Plus: Mnaara introduces B2B platform for structured notes; Calamos adds upside cap range; BlackRock and STOXX brings ETF on AI, and more.
KASPRO SPV Ltd., a fully owned subsidiary of Kristal AI and an Abu Dhabi Global Market (ADGM) based special purpose vehicle, has launched its inaugural structured notes program valued at US$1.5m.
In a move that ‘positions ADGM as a competitive alternative to established financial hubs like Luxembourg and Ireland’, Kristal, a digital wealth management platform, has issued structured notes under an exempt offer. The transaction comprises five distinct payoff structures and has garnered substantial interest from a range of investors, including a Singapore-based variable capital company sub-fund and over ten clients.
‘The issuance signals strong market confidence in ADGM-based financial instruments,’ stated the issuer spearheaded by CEO Asheesh Chanda (pictured).
The success of this initial offering paves the way for ADGM to establish itself as a prominent hub for structured product issuances and custody.
Mnaara launches B2B platform for private equities
Mnaara, a leading digital investment platform, has launched a B2B solution designed to help private banks and investment advisors provide their clients with access to ‘exclusive, ethical and Shariah-compliant’ private equity opportunities via structured notes.
The notes are both bankable and transferable to assigned custodians, offering the ‘flexibility and efficiency’ required by institutional-grade investments. The solution features an integrated customer relationship management platform, enabling advisors to manage client investments, track performance, and generate comprehensive reports.
Calamos adds upside cap ranges for upcoming structured protection ETFs
Calamos Investments LLC, a Chicago-based alternatives manager, today announced the estimated upside cap-ranges for the Calamos S&P 500 Structured Alt Protection ETF – January (CPSY), and the Calamos Russel 2000 Structured Alt Protection ETF – January (CPRY).
Each providing 100% downside-protected exposure to their respective indexes with attractive upside cap ranges over a one-year outcome period, before fees and expenses.
The CPSY has an estimated upside cap range of 7.45%-7.89% over the one-year outcome period following its launch on 2 January 2025. Meanwhile, CPRY has an estimated upside cap range of 9.08%-9.73% over the one-year outcome period following its launch on 2 January 2025.
BlackRock, STOXX co-launch ETF on AI
STOXX has expanded its collaboration with BlackRock to launch two iShares ETFs tracking the STOXX Global AI Infrastructure and STOXX Global AI Adopters and Applications thematic indices.
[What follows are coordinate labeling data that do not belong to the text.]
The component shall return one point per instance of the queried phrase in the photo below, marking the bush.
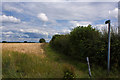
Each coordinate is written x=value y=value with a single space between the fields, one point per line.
x=85 y=42
x=4 y=41
x=25 y=41
x=42 y=40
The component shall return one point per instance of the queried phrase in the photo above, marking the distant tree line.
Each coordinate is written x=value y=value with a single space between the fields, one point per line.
x=85 y=42
x=42 y=40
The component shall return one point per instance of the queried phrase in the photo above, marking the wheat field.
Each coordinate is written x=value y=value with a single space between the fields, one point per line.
x=28 y=48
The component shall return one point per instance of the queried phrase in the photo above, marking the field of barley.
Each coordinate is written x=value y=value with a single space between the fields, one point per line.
x=39 y=60
x=35 y=60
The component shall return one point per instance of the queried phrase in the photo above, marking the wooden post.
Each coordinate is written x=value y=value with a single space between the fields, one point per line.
x=89 y=67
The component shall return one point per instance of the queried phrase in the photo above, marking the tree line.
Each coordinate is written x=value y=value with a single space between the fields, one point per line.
x=84 y=42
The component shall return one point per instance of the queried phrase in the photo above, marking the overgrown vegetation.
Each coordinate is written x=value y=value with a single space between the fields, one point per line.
x=85 y=42
x=22 y=65
x=42 y=40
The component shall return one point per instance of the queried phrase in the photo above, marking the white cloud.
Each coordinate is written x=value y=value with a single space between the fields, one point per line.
x=80 y=23
x=10 y=8
x=43 y=17
x=113 y=13
x=5 y=18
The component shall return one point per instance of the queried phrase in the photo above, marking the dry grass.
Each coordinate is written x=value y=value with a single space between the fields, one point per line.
x=29 y=48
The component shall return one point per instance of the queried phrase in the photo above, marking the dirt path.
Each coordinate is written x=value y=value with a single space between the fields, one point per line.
x=34 y=48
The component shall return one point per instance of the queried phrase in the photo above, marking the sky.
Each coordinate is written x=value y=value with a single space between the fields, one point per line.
x=30 y=21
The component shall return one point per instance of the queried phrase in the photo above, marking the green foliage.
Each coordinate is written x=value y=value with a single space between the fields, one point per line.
x=85 y=42
x=4 y=41
x=25 y=41
x=42 y=40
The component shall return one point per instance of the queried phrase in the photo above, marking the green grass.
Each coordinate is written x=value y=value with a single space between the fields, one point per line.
x=20 y=65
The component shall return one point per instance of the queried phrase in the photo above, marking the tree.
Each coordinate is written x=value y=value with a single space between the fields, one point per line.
x=4 y=41
x=25 y=41
x=42 y=40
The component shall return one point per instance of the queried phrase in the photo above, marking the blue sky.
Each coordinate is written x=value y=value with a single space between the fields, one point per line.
x=34 y=20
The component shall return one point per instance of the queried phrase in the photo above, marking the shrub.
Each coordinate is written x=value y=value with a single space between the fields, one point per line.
x=25 y=41
x=4 y=41
x=85 y=42
x=42 y=40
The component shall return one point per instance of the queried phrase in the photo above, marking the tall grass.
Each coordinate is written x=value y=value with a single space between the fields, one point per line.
x=21 y=65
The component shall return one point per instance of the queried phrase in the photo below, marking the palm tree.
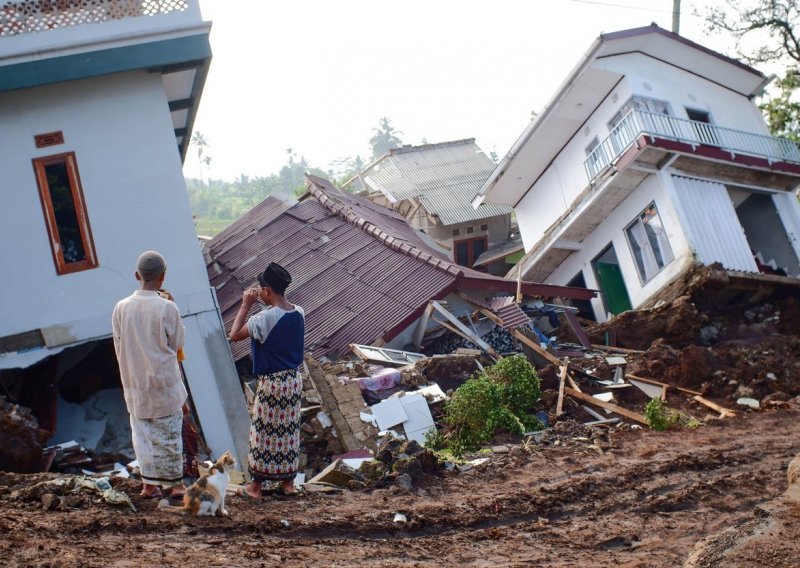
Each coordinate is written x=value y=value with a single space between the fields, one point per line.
x=199 y=141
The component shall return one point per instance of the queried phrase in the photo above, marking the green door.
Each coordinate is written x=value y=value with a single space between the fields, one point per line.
x=613 y=287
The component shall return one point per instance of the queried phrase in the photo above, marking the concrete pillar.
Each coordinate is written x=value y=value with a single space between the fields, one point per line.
x=215 y=387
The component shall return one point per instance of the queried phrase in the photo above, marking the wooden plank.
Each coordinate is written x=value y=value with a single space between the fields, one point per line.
x=572 y=383
x=466 y=336
x=422 y=326
x=573 y=322
x=622 y=350
x=536 y=347
x=562 y=380
x=659 y=383
x=714 y=406
x=464 y=329
x=607 y=405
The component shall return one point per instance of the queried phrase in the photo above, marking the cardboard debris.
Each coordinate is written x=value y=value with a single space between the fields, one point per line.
x=388 y=413
x=419 y=420
x=338 y=474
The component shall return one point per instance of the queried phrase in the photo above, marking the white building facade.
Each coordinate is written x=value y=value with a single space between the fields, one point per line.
x=97 y=101
x=652 y=155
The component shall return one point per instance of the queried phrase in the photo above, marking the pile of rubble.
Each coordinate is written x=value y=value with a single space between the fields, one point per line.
x=21 y=440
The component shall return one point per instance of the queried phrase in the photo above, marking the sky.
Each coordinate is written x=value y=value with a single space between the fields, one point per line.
x=315 y=76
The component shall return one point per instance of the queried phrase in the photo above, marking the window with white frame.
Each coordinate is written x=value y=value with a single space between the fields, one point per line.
x=649 y=244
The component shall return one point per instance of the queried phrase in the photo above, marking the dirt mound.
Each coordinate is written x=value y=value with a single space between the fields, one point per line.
x=769 y=539
x=21 y=440
x=706 y=306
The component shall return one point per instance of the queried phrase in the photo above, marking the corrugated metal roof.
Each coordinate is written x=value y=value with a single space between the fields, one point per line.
x=359 y=270
x=445 y=177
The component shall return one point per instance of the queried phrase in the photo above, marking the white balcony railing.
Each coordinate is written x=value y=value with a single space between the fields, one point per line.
x=638 y=122
x=31 y=16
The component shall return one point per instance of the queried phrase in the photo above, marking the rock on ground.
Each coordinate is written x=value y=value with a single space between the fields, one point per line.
x=770 y=539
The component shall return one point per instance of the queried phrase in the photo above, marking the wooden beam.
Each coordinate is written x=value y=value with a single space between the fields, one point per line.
x=607 y=405
x=464 y=329
x=572 y=383
x=422 y=325
x=562 y=379
x=466 y=336
x=660 y=384
x=724 y=412
x=535 y=346
x=617 y=349
x=573 y=322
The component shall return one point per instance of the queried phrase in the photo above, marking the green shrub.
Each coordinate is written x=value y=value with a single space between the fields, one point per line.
x=502 y=397
x=659 y=416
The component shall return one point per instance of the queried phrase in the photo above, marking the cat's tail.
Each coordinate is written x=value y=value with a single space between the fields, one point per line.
x=164 y=505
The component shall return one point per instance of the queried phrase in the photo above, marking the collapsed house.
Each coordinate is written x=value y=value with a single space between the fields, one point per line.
x=362 y=274
x=97 y=101
x=652 y=155
x=431 y=186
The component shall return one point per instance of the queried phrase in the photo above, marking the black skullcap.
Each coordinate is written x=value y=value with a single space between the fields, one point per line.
x=276 y=277
x=150 y=265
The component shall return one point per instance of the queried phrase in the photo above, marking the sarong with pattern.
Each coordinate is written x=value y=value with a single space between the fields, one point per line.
x=275 y=432
x=158 y=446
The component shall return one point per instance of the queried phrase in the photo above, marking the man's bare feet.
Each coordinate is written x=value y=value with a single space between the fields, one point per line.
x=150 y=491
x=177 y=491
x=253 y=489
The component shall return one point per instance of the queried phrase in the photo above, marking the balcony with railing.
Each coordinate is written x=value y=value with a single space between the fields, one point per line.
x=33 y=16
x=653 y=126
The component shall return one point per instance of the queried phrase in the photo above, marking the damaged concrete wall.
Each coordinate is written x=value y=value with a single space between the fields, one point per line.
x=655 y=188
x=215 y=386
x=345 y=403
x=116 y=125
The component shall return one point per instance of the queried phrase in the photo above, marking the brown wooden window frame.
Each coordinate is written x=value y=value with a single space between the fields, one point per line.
x=69 y=160
x=470 y=249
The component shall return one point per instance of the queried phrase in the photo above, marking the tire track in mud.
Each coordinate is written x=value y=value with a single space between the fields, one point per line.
x=662 y=485
x=645 y=502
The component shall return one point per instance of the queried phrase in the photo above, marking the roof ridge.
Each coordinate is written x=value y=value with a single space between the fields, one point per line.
x=412 y=148
x=317 y=192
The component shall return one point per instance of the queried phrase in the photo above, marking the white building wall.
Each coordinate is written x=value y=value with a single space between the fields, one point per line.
x=612 y=230
x=566 y=177
x=648 y=77
x=120 y=129
x=134 y=193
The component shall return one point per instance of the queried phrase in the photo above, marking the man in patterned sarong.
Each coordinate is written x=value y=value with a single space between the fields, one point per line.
x=277 y=341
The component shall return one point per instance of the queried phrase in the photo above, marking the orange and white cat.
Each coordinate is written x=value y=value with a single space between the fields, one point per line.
x=206 y=496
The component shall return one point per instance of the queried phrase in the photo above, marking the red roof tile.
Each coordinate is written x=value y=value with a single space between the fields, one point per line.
x=359 y=271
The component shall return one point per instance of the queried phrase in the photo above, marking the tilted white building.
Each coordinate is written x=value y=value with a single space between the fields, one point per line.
x=651 y=155
x=97 y=100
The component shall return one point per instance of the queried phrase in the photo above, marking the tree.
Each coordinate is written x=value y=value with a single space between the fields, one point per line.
x=386 y=138
x=773 y=24
x=201 y=144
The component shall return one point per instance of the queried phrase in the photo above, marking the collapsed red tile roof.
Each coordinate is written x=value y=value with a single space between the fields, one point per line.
x=359 y=271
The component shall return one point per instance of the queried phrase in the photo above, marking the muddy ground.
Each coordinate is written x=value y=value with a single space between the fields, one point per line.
x=645 y=501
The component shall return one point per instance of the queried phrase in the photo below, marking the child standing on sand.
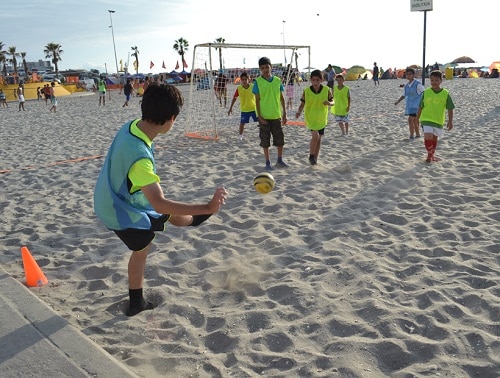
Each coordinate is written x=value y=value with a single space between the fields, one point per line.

The STOXX Artificial Intelligence (AI) Suite of thematic indices provides exposure to companies across the full AI value chain, from building block components such as semiconductors, cloud computing and big data technologies, to adopters in industries that look set to benefit the most from the advancement of the technology.
Index construction leverages the STOXX Thematics Framework that uses revenue and/or patent-based approaches to capture a diverse range of companies at various stages of their AI adoption.
d-fine joins the SSPA
The Swiss Structured Products Association (SSPA) has welcomed d-fine as a new member, bringing its network to a total of 52 members from the entire value chain, from issuers, trading platforms and the buy-side to brokers and partners.
d-fine is a European consulting firm headquartered in Frankfurt am Main, which employs more than 1,500 employees in seven countries (70+ in Switzerland). The firm serves customers from the conceptual planning through to implementation, among others in the areas of banking & capital markets, insurance & asset management and technology.
Euronext rolls out total return futures on the FTSE MIB Index
Euronext has launched total return futures (TRF) on the FTSE MIB Index, FTSE Russell’s primary benchmark for the Italian equity market. It builds on the success of the TRF on the CAC 40 Index, which Euronext introduced as its first TRF on a national benchmark in November 2018. By introducing TRF on the FTSE MIB Index, Euronext further expands its European derivatives offering across European markets, in line with its new strategic plan, Innovate for Growth 2027.
The FTSE MIB Total Return Future is a listed solution that enables investors to gain exposure to the implied equity repo rate on the constituents of the FTSE MIB Index in a transparent and secure trading environment via a centralised order book. The contract offers long-term exposure, with quarterly maturities available for up to ten years, catering to the needs of long-term investors.